The untapped potential
Foldit has proved to be a useful new tool in the study of protein folding. Using games to tap into the wisdom of crowds has resulted in tangible advances. It is intriguing to consider whether games can be productively used in other areas of biology, including genomics. For example, might it be possible to build a game out of predicting phenotype from genotype?
In addition to expanding the scientific scope of games, there is also the opportunity to substantially expand the size of the scientific gamer population. Foldit has attracted almost 230,000 players since its release. What is most remarkable is not how massive this figure is, but how much more massive it could become. It is estimated that hundreds of millions of gamers worldwide collectively spend more than 3 billion hours per week playing video games . If just 1% of that effort - now spent on pursuits such as Solitaire, World of Warcraft and Angry Birds - could regularly be applied to purposeful scientific games, we could accomplish all of the work conducted by Foldit players in the past 3 years many times every single week.
Scientific discovery, or scientist discovery?
Most crowdsourcing initiatives, including other so-called 'games with a purpose' , work by decomposing one massive project into a very large number of simple tasks, which are then distributed among a very large population of participants. For example, the ESP Game (named for the apparent extrasensory perception involved in gameplay) succeeded in producing labels for millions of images by distributing this task over tens of thousands of game players . For crowdsourcing projects like this, nearly any volunteer can add a tangible, even if small, contribution with a minimal amount of training. And each incremental contribution gets the entire project incrementally closer to the overall goal.
However, the challenge of protein folding is neither simple nor easily decomposable. Whether it is presented in the context of a game or not, writing an algorithm for solving protein structures is a hard problem whose solution requires both problem-solving talent and perseverance.

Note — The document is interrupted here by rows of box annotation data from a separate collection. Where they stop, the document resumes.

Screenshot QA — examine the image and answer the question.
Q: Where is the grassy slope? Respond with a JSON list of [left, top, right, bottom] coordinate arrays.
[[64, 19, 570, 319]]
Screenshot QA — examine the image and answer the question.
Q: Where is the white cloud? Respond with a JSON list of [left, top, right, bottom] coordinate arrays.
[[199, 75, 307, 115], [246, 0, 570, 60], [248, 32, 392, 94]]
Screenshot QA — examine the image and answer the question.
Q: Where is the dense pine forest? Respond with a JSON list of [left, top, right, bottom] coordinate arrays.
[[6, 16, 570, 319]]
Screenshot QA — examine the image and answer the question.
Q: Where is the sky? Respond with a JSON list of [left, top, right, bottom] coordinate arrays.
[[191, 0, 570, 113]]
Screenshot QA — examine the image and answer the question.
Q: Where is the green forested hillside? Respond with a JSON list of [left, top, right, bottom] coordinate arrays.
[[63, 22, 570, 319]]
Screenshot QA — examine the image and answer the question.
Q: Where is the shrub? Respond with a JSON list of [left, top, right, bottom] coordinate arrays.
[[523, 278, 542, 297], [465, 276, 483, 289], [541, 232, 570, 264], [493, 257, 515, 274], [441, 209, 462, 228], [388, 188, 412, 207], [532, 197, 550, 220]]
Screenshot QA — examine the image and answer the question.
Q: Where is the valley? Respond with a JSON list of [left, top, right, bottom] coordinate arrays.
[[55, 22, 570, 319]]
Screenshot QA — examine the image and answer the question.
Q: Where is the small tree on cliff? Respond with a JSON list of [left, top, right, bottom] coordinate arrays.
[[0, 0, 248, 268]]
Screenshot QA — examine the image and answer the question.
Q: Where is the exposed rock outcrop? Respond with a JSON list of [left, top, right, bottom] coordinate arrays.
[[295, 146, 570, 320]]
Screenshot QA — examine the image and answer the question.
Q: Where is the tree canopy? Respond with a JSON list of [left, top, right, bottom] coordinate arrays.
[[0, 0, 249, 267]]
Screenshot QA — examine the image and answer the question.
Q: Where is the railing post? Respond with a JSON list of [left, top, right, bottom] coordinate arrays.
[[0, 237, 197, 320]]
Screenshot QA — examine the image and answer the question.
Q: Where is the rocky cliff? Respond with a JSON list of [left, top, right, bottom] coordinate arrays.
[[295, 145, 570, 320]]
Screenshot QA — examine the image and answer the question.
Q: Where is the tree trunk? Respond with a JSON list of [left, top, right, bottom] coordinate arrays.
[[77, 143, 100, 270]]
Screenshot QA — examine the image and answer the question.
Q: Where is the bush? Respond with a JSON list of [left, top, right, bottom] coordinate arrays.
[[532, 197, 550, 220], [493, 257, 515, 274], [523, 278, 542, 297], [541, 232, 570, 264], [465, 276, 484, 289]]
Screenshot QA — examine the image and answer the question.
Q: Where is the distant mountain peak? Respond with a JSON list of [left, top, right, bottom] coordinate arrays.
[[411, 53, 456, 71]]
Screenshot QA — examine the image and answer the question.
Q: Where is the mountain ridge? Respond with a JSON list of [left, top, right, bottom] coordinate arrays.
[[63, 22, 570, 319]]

Therefore, the developers of Foldit developed a qualitatively different type of crowdsourcing project. Foldit uses a game to recruit a large number of participants as a mechanism to identify players with exceptional skills. Its large player community and well-defined scoring system allow Foldit to identify the relatively few players that can make tangible contributions to the scientific goals. This unique and unprecedented group of gamer-scientists is made up of highly experienced problem solvers with extremely diverse backgrounds - an ideal recipe for creative group problem solving. Without Foldit, this talent and energy would probably have been used on less valuable tasks - such as ridding a game world of zombies.
Zoran Popović, one of the founders of the Foldit project, has a truly audacious ambition for their community of game players:
Our ultimate goal is to have ordinary people play the game and eventually be candidates for winning the Nobel Prize.
Whether or not Foldit eventually empowers one of its game players to win science's highest prize, it is clear from these recent studies that purposefully designed games can help advance scientific progress. And that is epic indeed.